The UK house market is in a standstill, waiting to provide a host of opportunities as soon as conditions improve
The UK house market is in a standstill, waiting to provide a feast of opportunities as soon as conditions improve.
That’s what emerges from this week’s Halifax report on the first quarter of the year.
The bank’s economic director Paul Smith summed up the situation: The market is currently in deep-freeze. Viewings have been cancelled. Transactions are on hold.
More worryingly, the challenging macroenvironment with business closures, joblessness rising and cuts to incomes occurring, all points to a general downward pressure on prices in the near term, Smith said.
The ultimate scale of the impact of the pandemic on the market will ultimately depend on the speed in which it can be brought under control. Encouragingly, actions by government and Bank of England are likely to provide strong support for the economy and in turn the housing market when some form of normality resumes, he said.
In the first quarter of the year before the lockdown caused by coronavirus, the typical cost of a house in the south east was just below £330,000, more than eight times average earnings in the region.
The increase in property values over the past three months raised the annual rate of inflation to 2.8 per cent, the highest gain for two and a half years.
Total number of houses for sale in England and Wales has dropped 13 per cent from pre-pandemic levels in March.

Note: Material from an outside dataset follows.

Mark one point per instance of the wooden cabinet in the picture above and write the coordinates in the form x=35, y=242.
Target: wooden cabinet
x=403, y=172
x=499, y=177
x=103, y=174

There are 14 per cent fewer properties available to rent than a year ago and 21 per cent fewer are coming on the market.
This week the analysts at Home.co.uk said the squeeze in supply was having a dramatic effect on rents in many regions. The price in some boroughs of London is 20 per cent higher than this time last year.
On Thursday this week there were 2,481 properties to rent in Bucks – 152 had been added to the list in the past 14 days.
Due to the lockdown they can only be viewed on line.
Average rent for a one-bed on letting agents’ books in the county this week is £879 a month, £1,110 for a two-bed, £1,379 for a three bed, £1,814 for a four bed and £2,597 for a five-bed.
Typical cost for a rented property in Wycombe is £975 a month, £1,626 property in Marlow, £1,597 in Cookham, £2,113 in Beaconsfield, and £1,446 in Amersham.
To help the elderly and others self isolating in the local community, one agent in Hertfordshire has organised a team of volunteers to collect shopping and prescriptions.